Figure 2. Glycogen storage in the astrocyte. Glucose is taken up by astrocytes via the GLUT-1 glucose transporter, where it is phosphorylated by hexokinase (HK) to glucose-6-phosphate (G-6-P). The G-6-P can either proceed along the glycolytic pathway, or be added to the glycogen molecule by glycogen synthase (GS). The glycogen is broken down by glycogen phosphorylase (GP), ultimately to lactate, which crosses the astrocyte membrane by monocarboxylate transporter (MCT). Adapted from Figure 1 (Fryer and Brown, 2015).
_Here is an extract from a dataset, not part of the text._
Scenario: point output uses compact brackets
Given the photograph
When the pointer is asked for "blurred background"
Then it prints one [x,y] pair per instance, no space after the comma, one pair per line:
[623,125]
The sciatic nerve was studied in order to determine whether there was an equivalent metabolic cell-to-cell signaling pathway in the peripheral nervous system (PNS). Electron microscopic images revealed that Schwann cells did express glycogen, which was measured by biochemical assay at a concentration about twice that in the optic nerve (Brown et al., 2012). The sciatic nerve contains two broad classes of axons, large myelinated A fibers, and smaller unmyelinated C fibers grouped within Remak bundles (Landon, 1976). Introduction of aglycemia resulted in the C peak failing within about 30 min, whereas the larger myelinated A fibers could sustain conduction for up to two and a half hours before they began to fail (Brown et al., 2012). Such a difference could in part be related to the greater metabolic rate of small axons (per unit volume) compared to larger axons (Perge et al., 2012). However when glycogen content was increased there was no increase in the latency to failure in the C peak, whereas the latency to failure of A fibers was increased (Figure 3). Thus glycogen expressed in Schwann cells only benefitted the A fibers and had no effect on the C fibers. Glycogen was broken down to lactate in the Schwann cell and transported intercellularly via MCTs (Domènech-Estévez et al., 2015) to the A fibers (Brown et al., 2012). Thus, there are striking similarities between the central and PNSs with regard to the metabolic provision of glycogen-derived lactate, where glycogen, located in glial cells, is broken down to lactate, which acts as a metabolic conduit to support axon conduction during periods of shortfall in glucose delivery to the tissue. However what is more physiologically relevant is the role(s) that glycogen plays under normal, non-pathological conditions, thus the next logical step in the MON studies was to investigate the role of glycogen in supporting physiological activity.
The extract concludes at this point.